Potrebbe cercare di introdurre questo tema nell’ambito del dialogo con alcune categorie di pazienti particolarmente a rischio per questo tipo di problemi; penso soprattutto al paziente giovane adulto. È proprio l’età in cui si incomincia a guidare, spesso con una maturità personale in via di completamento e con un senso di onnipotenza e di immortalità che è tipico di quella fase della vita.
In generale, comunque, per quanto riguarda l’attenzione agli stili di vita e la prevenzione, c’è un’ulteriore difficoltà.

A cosa si riferisce?

Credo che occorra trovare la forza e le motivazioni per impegnarsi a fondo senza però diventare degli ansiosi. Infatti, c’è sempre anche il rischio di diventare schiavi di un progetto di vita talmente improntato all’attenzione ed alla prudenza da risultare patologico. Anche questo è un atteggiamento abbastanza diffuso e riguarda tutte le persone che vivono nella paura, per esempio pensando ossessivamente al colesterolo. L’obiettivo è conservare il proprio corpo meglio possibile, senza però che la constatazione della sua fragilità diventi troppo invalidante per la voglia di fare progetti e credere nel futuro.

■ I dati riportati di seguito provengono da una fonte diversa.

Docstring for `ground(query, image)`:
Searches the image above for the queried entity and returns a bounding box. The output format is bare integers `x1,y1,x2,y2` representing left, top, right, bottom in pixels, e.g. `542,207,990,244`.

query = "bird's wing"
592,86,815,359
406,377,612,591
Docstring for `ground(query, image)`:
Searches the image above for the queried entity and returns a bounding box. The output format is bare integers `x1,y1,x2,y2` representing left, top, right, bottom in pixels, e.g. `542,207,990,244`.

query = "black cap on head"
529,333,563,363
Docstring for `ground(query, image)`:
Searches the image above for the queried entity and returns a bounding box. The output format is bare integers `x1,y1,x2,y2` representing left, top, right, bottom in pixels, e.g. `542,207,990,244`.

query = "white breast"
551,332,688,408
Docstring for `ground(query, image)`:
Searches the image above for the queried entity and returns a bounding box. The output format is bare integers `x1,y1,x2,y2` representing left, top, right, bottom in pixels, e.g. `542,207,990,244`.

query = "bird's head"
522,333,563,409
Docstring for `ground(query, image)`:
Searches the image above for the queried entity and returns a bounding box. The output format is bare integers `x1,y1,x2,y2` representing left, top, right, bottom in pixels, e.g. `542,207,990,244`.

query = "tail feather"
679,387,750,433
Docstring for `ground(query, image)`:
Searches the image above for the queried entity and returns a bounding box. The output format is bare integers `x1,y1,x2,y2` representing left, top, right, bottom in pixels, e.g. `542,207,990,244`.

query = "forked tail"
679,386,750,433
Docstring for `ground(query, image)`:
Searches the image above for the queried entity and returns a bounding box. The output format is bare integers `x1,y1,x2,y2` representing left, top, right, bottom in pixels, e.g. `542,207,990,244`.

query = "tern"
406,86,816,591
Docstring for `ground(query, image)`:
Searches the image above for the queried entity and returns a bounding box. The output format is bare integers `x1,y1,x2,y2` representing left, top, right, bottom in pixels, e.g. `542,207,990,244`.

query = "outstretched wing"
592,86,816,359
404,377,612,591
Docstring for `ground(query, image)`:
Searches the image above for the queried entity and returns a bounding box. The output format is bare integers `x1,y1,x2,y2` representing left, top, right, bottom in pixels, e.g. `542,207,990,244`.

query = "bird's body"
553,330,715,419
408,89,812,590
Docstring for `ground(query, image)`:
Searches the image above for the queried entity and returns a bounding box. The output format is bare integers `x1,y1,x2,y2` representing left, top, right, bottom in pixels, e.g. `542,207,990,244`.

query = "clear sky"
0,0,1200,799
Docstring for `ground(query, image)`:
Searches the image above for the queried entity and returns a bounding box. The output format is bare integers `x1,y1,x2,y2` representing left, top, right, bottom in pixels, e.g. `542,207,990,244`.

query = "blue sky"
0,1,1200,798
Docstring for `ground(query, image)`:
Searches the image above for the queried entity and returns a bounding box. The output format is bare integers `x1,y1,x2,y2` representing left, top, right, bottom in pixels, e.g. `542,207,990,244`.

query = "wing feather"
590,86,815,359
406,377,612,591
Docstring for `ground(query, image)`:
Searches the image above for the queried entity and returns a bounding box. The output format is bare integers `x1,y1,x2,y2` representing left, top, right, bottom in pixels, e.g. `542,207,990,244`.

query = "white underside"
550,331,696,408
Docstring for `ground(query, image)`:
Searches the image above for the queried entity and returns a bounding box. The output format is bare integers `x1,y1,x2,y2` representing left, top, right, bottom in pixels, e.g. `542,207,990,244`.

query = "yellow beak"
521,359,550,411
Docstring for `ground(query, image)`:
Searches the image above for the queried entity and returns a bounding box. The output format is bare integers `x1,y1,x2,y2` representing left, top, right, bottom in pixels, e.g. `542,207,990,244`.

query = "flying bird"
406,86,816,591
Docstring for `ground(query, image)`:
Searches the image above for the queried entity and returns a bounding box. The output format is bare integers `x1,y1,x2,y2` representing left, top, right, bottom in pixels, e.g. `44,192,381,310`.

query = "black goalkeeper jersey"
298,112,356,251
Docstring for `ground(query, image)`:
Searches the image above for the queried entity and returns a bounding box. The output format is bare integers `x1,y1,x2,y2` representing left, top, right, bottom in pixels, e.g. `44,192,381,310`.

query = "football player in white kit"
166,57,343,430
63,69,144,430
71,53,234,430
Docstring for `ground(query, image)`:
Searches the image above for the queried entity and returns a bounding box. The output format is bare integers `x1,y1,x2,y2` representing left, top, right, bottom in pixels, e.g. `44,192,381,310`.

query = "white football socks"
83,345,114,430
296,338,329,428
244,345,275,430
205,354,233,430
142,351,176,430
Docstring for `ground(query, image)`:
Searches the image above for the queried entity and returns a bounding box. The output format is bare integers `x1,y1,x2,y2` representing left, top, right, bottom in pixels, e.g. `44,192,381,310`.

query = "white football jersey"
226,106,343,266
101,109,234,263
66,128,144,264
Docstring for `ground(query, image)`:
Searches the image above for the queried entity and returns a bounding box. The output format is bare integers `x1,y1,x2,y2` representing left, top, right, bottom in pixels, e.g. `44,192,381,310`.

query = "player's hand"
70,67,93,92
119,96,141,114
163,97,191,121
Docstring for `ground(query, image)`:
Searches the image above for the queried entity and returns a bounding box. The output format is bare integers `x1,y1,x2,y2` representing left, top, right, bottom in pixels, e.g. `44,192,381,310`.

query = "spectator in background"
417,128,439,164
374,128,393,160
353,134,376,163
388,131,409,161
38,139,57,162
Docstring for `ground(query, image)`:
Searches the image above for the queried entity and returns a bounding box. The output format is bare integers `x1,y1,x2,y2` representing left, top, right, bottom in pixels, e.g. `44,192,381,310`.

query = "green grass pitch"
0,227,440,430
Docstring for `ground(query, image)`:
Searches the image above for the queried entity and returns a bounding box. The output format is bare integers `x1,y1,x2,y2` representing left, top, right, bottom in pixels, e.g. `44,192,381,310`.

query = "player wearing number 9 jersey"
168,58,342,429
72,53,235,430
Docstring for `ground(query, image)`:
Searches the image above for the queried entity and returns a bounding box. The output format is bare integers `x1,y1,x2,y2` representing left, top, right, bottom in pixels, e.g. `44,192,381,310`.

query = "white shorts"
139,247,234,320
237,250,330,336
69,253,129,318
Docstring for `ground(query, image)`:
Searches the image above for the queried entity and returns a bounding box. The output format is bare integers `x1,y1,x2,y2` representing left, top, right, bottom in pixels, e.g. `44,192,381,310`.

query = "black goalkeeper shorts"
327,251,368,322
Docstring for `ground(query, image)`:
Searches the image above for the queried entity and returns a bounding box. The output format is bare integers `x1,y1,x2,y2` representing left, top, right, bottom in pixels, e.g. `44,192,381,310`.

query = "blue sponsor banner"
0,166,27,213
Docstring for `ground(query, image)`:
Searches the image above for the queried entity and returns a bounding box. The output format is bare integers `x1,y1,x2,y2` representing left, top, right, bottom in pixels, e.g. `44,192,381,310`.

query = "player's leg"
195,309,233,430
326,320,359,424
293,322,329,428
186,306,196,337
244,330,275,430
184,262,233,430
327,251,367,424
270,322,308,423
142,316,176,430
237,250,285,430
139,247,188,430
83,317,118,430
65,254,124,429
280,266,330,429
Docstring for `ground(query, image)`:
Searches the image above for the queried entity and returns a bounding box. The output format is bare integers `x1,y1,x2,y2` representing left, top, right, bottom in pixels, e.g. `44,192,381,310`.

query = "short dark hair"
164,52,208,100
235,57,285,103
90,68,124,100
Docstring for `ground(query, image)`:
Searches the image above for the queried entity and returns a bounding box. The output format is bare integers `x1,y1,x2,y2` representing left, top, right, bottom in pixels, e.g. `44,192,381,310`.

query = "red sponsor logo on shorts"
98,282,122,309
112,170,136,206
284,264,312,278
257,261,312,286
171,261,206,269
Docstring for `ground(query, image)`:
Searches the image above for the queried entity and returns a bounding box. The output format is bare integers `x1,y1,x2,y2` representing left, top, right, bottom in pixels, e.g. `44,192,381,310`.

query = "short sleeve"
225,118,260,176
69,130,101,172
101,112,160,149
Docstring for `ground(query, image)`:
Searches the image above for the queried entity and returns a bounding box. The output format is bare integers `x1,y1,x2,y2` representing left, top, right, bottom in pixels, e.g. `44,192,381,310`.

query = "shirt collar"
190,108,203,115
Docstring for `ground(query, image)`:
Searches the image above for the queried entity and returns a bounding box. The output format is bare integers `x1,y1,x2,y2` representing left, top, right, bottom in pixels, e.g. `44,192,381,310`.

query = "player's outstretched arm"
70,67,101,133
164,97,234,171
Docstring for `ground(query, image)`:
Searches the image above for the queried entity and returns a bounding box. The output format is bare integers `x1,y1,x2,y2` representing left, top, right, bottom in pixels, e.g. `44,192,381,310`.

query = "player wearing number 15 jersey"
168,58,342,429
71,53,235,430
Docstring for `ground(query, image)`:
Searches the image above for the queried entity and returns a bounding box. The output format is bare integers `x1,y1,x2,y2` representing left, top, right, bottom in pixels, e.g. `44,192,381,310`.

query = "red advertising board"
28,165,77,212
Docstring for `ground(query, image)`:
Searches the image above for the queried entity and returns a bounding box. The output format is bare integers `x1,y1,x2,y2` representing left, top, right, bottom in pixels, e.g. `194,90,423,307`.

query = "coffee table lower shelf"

La medicina preventiva, inoltre, è interessante anche perché oltre a questa dimensione più intima e personale ne prevede una più ampia, che si potrebbe definire "politica". Infatti, la medicina preventiva ha molto a che fare con l’ecologia e la tutela ambientale, ed anche con l’attenzione ai luoghi di lavoro ed alla sicurezza. E sono tutti argomenti che proprio mentre sembrerebbero portarci molto lontano dai nostri ambulatori, hanno invece molto a che fare con la salute e con la cura.